500 copies were pressed on white vinyl. Recorded in Ottawa by Matt Connell. This is a pre-production version of the song that was eventually re-recorded for Stigmata High-Five.

====Lineup====
- Steve Chartier
- Topon Das
- Mel Mongeon
- Tim Olsen
- Mathieu Vilandré

====Track listing====
1. "Taken from the Nest" - 5:21

==2007==

===4625===

Strictly limited to 500 copies on 10-inch vinyl. This track can be found on Stigmata High-Five.

====Track listing====
1. "What's Left Behind"

==2008==

===Split with Leng Tch'e===

This split was released on 7-inch vinyl and CD. Both bands' contributions are exclusive to this split.

Tracks 3, 4, 9 and 10 only appear on the CD.

====Track listing====
1. Leng Tch'e - Misleading Innuendos - 2:39
2. Leng Tch'e - Redemption Meltdown - 2:31
3. Leng Tch'e - The Hand That Strangles - 2:19
4. Leng Tch'e - Black Holes - 4:16
5. Fuck the Facts - Like Yesterday - 1:11
6. Fuck the Facts - Self-Traitor - 1:33
7. Fuck the Facts - Everyone Is Robbing the Dead - 2:00
8. Fuck the Facts - Slave - 1:08
9. Fuck the Facts - Charlatan - 1:40
10. Fuck the Facts - My Failures (Just Like Yesterday) - 2:57

==2009==

===Split with Mincing Fury and Guttural Clamour of Queer Decay===

This split was released on CD and was originally intended to be released in 2005. However, Burning Dogma Records owner Rickey Lockett was incarcerated shortly before the release and it was delayed almost four years.

Fuck the Facts tracks were recorded & mixed by Dave Sarazin and mastered by Craig Boychuck.
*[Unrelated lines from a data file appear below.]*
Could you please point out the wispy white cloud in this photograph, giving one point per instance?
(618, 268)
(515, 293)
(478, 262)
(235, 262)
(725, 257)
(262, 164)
Recorded November 13, 2005 @ Mavericks in Ottawa, ON.

Mincing Fury tracks were recorded February 21, 2004, by Doug.

====Fuck the Facts Lineup====
- Topon Das
- Mel Mongeon
- Tim Olsen
- Mathieu Vilandré
- Steve Chartier

====Mincing Fury Lineup====
- Mara - Guitar
- Bibin - Guitar
- Fik - Bass
- Reef - Vocals
- Topinka - Vocals
- Jarin - Drums

====Track listing====
1. Fuck the Facts - "Horizon" - 0:45
2. Fuck the Facts - "The Burning Side" - 3:37
3. Fuck the Facts - "23-17-41" - 3:58
4. Fuck the Facts - "La Téte Hors de L'eau" - 3:19
5. Fuck the Facts - "Unburden" - 2:22
6. Mincing Fury and Guttural Clamour of Queer Decay - "Shit Song" - 1:39
7. Mincing Fury and Guttural Clamour of Queer Decay - "Explosion of Madness" - 3:45
8. Mincing Fury and Guttural Clamour of Queer Decay - "Upside Down" - 1:23
9. Mincing Fury and Guttural Clamour of Queer Decay - "(Un) Conquerable Soul" - 2:39
10. Mincing Fury and Guttural Clamour of Queer Decay - "Eye for Eye (Suffering for Suffering)" - 2:55
11. Mincing Fury and Guttural Clamour of Queer Decay - "Little Duck III" - 1:37
12. Mincing Fury and Guttural Clamour of Queer Decay - "Schism" - 3:26
13. Mincing Fury and Guttural Clamour of Queer Decay - "Rotter" - 1:51
14. Mincing Fury and Guttural Clamour of Queer Decay - "No Jokes with Devils" - 2:59

==Canceled Splits==
Over the years, a few splits were planned with other bands, or rumored to exist, but were canceled or reworked for various reasons.
- Four0ninE was originally intended to be a split with Mortuary I.O.D. When that didn't happen, the band opted to release it as an EP.
- A split with Rune was briefly discussed, but never happened.
- A split with Canadian band Head Hits Concrete was mentioned by Craig Boychuk on his website in early 2005, but it never materialized.
- A split with Truth Unlimited was rumored, but never happened.
- A split with Japanese grindcore band Clotted Symmetric Sexual Organ (C.S.S.O.) was rumored, but never happened.
- The split with Mincing Fury and Guttural Clamour of Queer Decay was planned for release in 2005, but the Burning Dogma Records owner went to jail and the release was canceled. The tracks were featured as part of the limited EP The Wreaking in late 2008. Eventually, the split was released as originally planned in April 2009.